Sunday, November 28, 2010

The Builder

I am quite new to web design – still wearing my L plates if you know what I mean.

I found myself having to design a new web store from the ground up – because my original store was built on a server which really couldn’t provide the customisation options required for a business operating mainly in Australia.

I thought my past experience, with building the original web site, plus my Blog and also my Affiliate site would certainly count for something; that I should be able to do it without too much trouble. What I didn’t understand was that I had been working with fairly elaborate template based web builders – basically I just entered the information and the software did all the hard work. But my previous server did not allow me to download my previous pages as a complete package and simply upload it to a new site. No – I had to start from scratch, and I suddenly realized just how much I DIDN’T know about this whole E-Commerce thing.

Oh yes, I tried the pre built templates – but they were either ridiculously expensive, or just way too cheap and nasty. And the instructions were all written in some geek speak that I couldn’t make head nor tail of anyhow.

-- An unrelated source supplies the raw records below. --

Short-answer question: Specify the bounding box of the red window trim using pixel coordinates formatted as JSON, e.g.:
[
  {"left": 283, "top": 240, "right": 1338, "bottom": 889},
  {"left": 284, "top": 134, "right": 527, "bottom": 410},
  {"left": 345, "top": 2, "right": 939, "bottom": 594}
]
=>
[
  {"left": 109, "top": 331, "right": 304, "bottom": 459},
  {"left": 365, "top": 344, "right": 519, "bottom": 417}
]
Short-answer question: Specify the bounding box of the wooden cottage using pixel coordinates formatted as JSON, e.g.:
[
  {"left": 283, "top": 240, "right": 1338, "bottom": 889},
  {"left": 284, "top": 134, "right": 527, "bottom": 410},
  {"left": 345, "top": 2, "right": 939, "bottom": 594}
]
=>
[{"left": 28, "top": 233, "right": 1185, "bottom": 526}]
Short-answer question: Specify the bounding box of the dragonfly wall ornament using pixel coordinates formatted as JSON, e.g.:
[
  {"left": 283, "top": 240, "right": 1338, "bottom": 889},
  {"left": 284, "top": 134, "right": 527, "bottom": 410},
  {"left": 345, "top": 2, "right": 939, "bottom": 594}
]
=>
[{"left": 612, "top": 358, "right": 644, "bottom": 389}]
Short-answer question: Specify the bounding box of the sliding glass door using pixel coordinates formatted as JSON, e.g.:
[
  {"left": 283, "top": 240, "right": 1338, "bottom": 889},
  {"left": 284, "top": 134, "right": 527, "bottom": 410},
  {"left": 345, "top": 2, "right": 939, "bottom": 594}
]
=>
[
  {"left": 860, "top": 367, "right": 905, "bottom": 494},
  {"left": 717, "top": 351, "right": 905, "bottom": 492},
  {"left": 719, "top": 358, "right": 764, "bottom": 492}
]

But I thought I had a fairly brilliant idea – I would download the pages from my previous site and use them as a template for the basic structure. At least it gave me something to work with – something vaguely familiar, which might keep me from feeling totally overwhelmed by the project I had undertaken.

I was going along great guns, churning out reasonable-looking completed pages and feeling fairly proud of my progress. But then, suddenly, the wheels fell off completely.

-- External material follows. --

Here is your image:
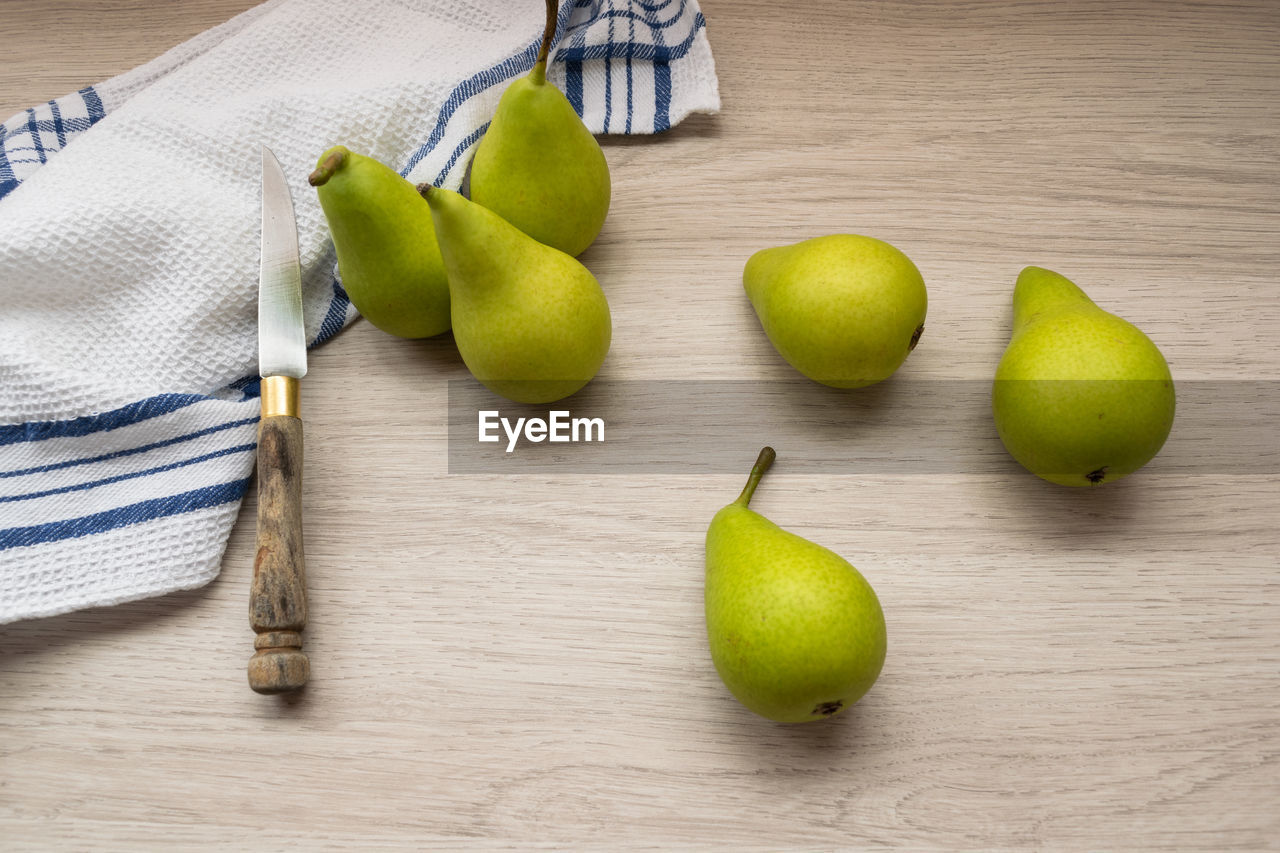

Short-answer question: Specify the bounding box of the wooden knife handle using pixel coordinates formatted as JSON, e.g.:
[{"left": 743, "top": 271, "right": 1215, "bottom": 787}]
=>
[{"left": 248, "top": 394, "right": 311, "bottom": 693}]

My pages began to distort. Text and images would appear outside of the page borders. Sections of my page would reject any formatting that I attempted to apply. The more I tried to fix it, the worse it seemed to get.
Eventually I decided to try to edit the HTML code directly – even though I admit my knowledge in this area is very sketchy. But as soon as I started to look at the HTML code, I could see what had happened.

It seems that HTML is a bit like a computer hard disk. You install heaps of different programs and applications and then, later, you uninstall the same – but, unless you know how to edit the registry, you often end up with lots of leftover bits. Eventually all this accumulated rubbish begins to take a toll on the computer. It slows down – develops errors and in many cases the only fix is a complete reinstall of your operating system.

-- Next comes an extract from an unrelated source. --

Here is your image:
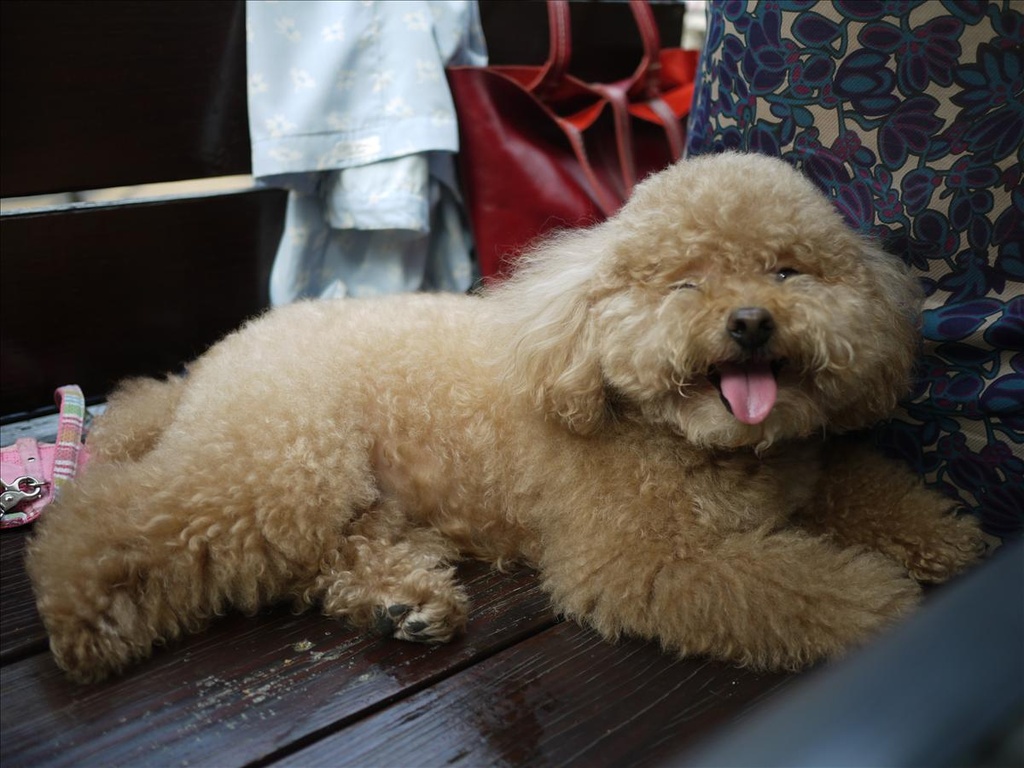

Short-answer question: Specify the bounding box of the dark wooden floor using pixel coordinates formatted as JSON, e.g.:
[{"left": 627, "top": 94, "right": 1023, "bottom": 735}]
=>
[{"left": 0, "top": 421, "right": 790, "bottom": 768}]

Now when I built my first web store I really had no idea what I was doing. I made so many mistakes and spent hours correcting them and I guess, all the while, I was leaving bits and pieces behind in the code. Then I downloaded the whole mess and uploaded it, bugs and all, into the editor for my new web site – after which I proceeded to make more mistakes and more corrections.

Finally my poor overloaded editing program had a hissy fit and quit on me. All I could do was to delete the whole ugly mess and start all over again.

Well, thankfully I succeeded this time. My new web site is up and running. It’s a bit basic in design, but it works, and that’s the main thing right now. I can always tizz it up as I go.

But there is always a life lesson to learned along the way, isn’t there! For instance – how many times have I tried to do that – to build something new in my life on the foundation of past mistakes?

We like to stick with the familiar, don’t we? That’s why it’s so hard to break old habits – because it’s scary to let go and launch ourselves into the unfamiliar. We prefer to use the same old tools and yet we expect to get different results.

The thing is we will never really get something new when we use the old stuff as a template. We will just get a rehash of what we had before. And if it wasn’t good enough the first time, then why would we even want that?

Sometimes we just have to be brave and throw it all out – all the old wrong attitudes, the emotional scars and baggage that we’ve ‘downloaded’ from our past into our present. If we want to succeed at building something new, then we need to start afresh. Oh yes, we might still make a few mistakes, but at least we won’t be just compounding the old ones.